I froze. I was lying on my bed deciding on a name for my puppy. She was asleep, her tiny, perfect head resting against my toes.
I slid of the bed gently, taking care not to wake her. Then I picked her up off the bed and put her in the cardboard box under my bed. It was hardly the most pleasant place for a puppy but I was distracted and I didn’t want to come back to find my room in ruins.
In the nine years since my father had left many things had changed. I had changed, undoubtedly, and the mother I remembered was nothing like the one I had today. One of the biggest changes however, was that now we scarcely had any guests. Our house used to be filled with parties and friends and obnoxiously loud relatives.
Of course, the change didn’t occur immediately. At the beginning practically everyone we knew came; to gossip under the guise of offering their condolences. But slowly and steadily the stream of guests stopped. We still went out - social climbing was my mother’s sole purpose in life - but they didn’t come to us.
“I’m not sure that it’s proper,” my mother would say pointedly, “to entertain in a frivolous matter at the home of my late husband.”
Even though it made as much sense as attempting to teach a goldfish to speak French, my mother’s friends would just about die before doing anything “improper” so we were left alone.
Besides which, my father hadn’t died, he’d simply disappeared.
Irritated I ran my fingers through my unruly curls, and wandered downstairs to meet our guest. I desperately hoped it wasn’t one of my mother’s friends. I could just imagine what they would say about the state of our home.
If anyone of any importance found out about the true state of our lives - that the money my father had left was all but gone, that despite the stunning exterior our house was literally falling down, or that what little money remained my mother was drinking away – then nothing would ever be the same.
When I reached the sitting room I didn’t recognize who it was immediately. He was wearing a suit, had a bristly moustache and was saying something I couldn’t quite hear to my mother. His voice was cold, patronizing.
Then with a start I recognized who he was. And it was much, much worse than one of my mother’s society friends.

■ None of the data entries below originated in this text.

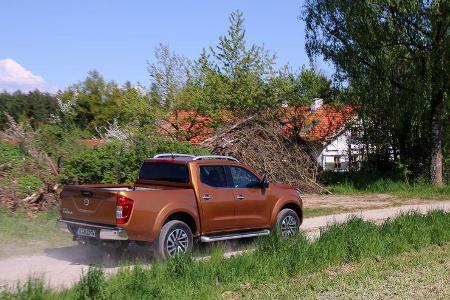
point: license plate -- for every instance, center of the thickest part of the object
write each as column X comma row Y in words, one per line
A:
column 86, row 232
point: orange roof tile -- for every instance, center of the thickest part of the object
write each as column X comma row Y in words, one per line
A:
column 318, row 125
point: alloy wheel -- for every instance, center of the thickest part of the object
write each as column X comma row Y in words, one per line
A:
column 288, row 226
column 177, row 242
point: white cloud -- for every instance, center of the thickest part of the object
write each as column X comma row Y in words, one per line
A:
column 15, row 77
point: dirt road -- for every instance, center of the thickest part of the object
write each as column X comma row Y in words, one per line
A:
column 62, row 267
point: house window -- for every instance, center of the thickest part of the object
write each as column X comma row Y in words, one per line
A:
column 337, row 163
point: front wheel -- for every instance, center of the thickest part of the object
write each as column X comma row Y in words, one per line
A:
column 288, row 223
column 175, row 238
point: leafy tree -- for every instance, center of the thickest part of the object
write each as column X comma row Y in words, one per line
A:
column 94, row 104
column 35, row 106
column 244, row 69
column 169, row 75
column 395, row 56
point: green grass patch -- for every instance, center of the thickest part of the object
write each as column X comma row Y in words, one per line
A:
column 21, row 234
column 423, row 274
column 273, row 260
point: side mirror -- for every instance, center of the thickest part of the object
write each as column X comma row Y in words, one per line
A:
column 265, row 182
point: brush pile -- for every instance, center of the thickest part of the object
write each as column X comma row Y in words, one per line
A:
column 268, row 151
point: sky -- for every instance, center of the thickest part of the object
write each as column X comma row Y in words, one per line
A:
column 50, row 45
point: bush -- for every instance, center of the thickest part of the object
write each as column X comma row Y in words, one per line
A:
column 27, row 184
column 11, row 154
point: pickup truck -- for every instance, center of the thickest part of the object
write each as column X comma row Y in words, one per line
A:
column 178, row 198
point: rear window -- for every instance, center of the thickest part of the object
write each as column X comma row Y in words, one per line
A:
column 160, row 171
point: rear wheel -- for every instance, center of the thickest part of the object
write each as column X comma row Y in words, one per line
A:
column 175, row 238
column 288, row 223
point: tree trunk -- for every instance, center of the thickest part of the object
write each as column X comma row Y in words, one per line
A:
column 437, row 106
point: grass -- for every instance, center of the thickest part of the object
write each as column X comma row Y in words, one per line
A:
column 274, row 260
column 20, row 234
column 412, row 275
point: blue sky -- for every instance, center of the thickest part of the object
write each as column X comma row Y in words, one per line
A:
column 55, row 43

He was the father of the infamous Sirius Black and he sat in our living room and looked around at the peeling wallpaper and my mother in her old grey dress and he smiled in the exact way that snakes would smile if they could.

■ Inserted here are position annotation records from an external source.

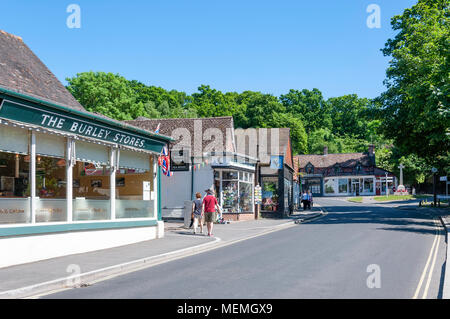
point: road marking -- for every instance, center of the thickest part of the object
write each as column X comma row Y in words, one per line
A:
column 433, row 250
column 430, row 274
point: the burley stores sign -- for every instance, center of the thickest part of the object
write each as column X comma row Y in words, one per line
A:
column 76, row 124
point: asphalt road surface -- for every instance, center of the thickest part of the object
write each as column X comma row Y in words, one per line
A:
column 355, row 251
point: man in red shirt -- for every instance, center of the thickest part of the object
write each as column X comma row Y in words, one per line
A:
column 209, row 207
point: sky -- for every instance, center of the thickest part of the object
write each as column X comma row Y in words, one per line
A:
column 267, row 46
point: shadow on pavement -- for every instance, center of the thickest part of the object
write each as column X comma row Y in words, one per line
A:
column 409, row 220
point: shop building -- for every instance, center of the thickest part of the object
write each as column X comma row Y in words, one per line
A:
column 275, row 168
column 204, row 156
column 345, row 174
column 70, row 181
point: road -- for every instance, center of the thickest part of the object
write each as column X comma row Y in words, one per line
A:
column 355, row 251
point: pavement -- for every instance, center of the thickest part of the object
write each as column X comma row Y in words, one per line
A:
column 355, row 251
column 79, row 270
column 442, row 213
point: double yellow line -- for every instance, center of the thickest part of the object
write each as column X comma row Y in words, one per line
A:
column 431, row 258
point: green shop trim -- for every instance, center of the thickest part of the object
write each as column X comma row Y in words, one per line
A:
column 48, row 229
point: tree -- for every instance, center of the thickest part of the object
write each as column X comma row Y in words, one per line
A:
column 105, row 93
column 349, row 115
column 415, row 107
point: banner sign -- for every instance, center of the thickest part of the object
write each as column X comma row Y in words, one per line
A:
column 72, row 123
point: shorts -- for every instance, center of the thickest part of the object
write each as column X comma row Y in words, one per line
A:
column 210, row 217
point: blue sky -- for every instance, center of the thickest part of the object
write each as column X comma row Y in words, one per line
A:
column 267, row 46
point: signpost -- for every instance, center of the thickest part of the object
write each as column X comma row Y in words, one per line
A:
column 258, row 199
column 434, row 171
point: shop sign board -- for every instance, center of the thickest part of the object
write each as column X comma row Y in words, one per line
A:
column 276, row 161
column 72, row 123
column 179, row 160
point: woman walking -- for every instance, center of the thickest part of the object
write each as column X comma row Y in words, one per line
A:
column 197, row 211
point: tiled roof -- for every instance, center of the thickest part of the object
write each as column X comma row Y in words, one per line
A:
column 263, row 146
column 196, row 127
column 23, row 72
column 344, row 160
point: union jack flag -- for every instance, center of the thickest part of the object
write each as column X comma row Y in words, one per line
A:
column 164, row 161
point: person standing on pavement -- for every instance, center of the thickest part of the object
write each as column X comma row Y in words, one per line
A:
column 309, row 199
column 197, row 212
column 210, row 205
column 305, row 200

He’d heard, he said, that I could act. That I had the kind of talent that only came along only once in a generation. There was something they believed to be called the Order of the Phoenix and his son was involved. He would be so very grateful if I’d attend Hogwarts next year, get to know his son.
He asked politely, as though he was worried I might say no, if I would please join his son and find out exactly what he was doing. Then I would report back.
“Not to me”, he added, as though it was a minor detail. “To the Dark Lord. He really does want to find out what Dumbledore is up to.”
I’m not going to pretend that I’m particularly noble, or brave. I don’t really care what the Dark Lord does – if it means we won’t have to hide from muggle borns then it sounds good to me. I just don’t really want to meet him. Or talk to him.
Or report back to him if I failed.
My mother leapt up and clutched at his hands. “She would be honoured,” she said.
Orion Black nodded slowly and walked over to me. “You’re a pretty girl,” he said. “Very pretty indeed. My son will fall for you in an instant no doubt.”
He smiled now at my mother. “So your daughter agrees, she will succeed, and all of this,” he glanced at the floor, littered with dirty bottles and months of dust, “will remain between us. Do I have an understanding?”
Without waiting for an answer he picked up his hat and looked from my mother to me. “No need to worry, I’ll find my own way out.”
As soon as he left the room my mother collapsed into her chair by the fire.
“Are you alright?” I asked her.
She looked at me coldly. Even slouched down in the chair she seemed to look down at me.
“I’m fine,” she snapped. “You should dress for the party tonight. I want you to look spectacular. And perhaps you could get your poor mother a drink?”
My mother is one of the most charming people I have ever met. She has more friends than anyone I know, each one jealous of her beautiful house, flawless wardrobe, her perfect life.
All of it is a lie.
She sighed loudly. “How many times am I going to have to ask you? Or would you prefer to stare blankly at the wall for a little longer?”
She doesn’t really bother wasting her charm on me though.
But Orion Black, however horribly he put it, was right about one thing. I had truly inherited my mother’s talent.
I can make anyone believe anything.
I can be anyone’s best friend. I can be sweet and innocent or cold and cruel. I can make you believe that I’m funny, clever and charming.
I can make people believe whatever I want them to believe.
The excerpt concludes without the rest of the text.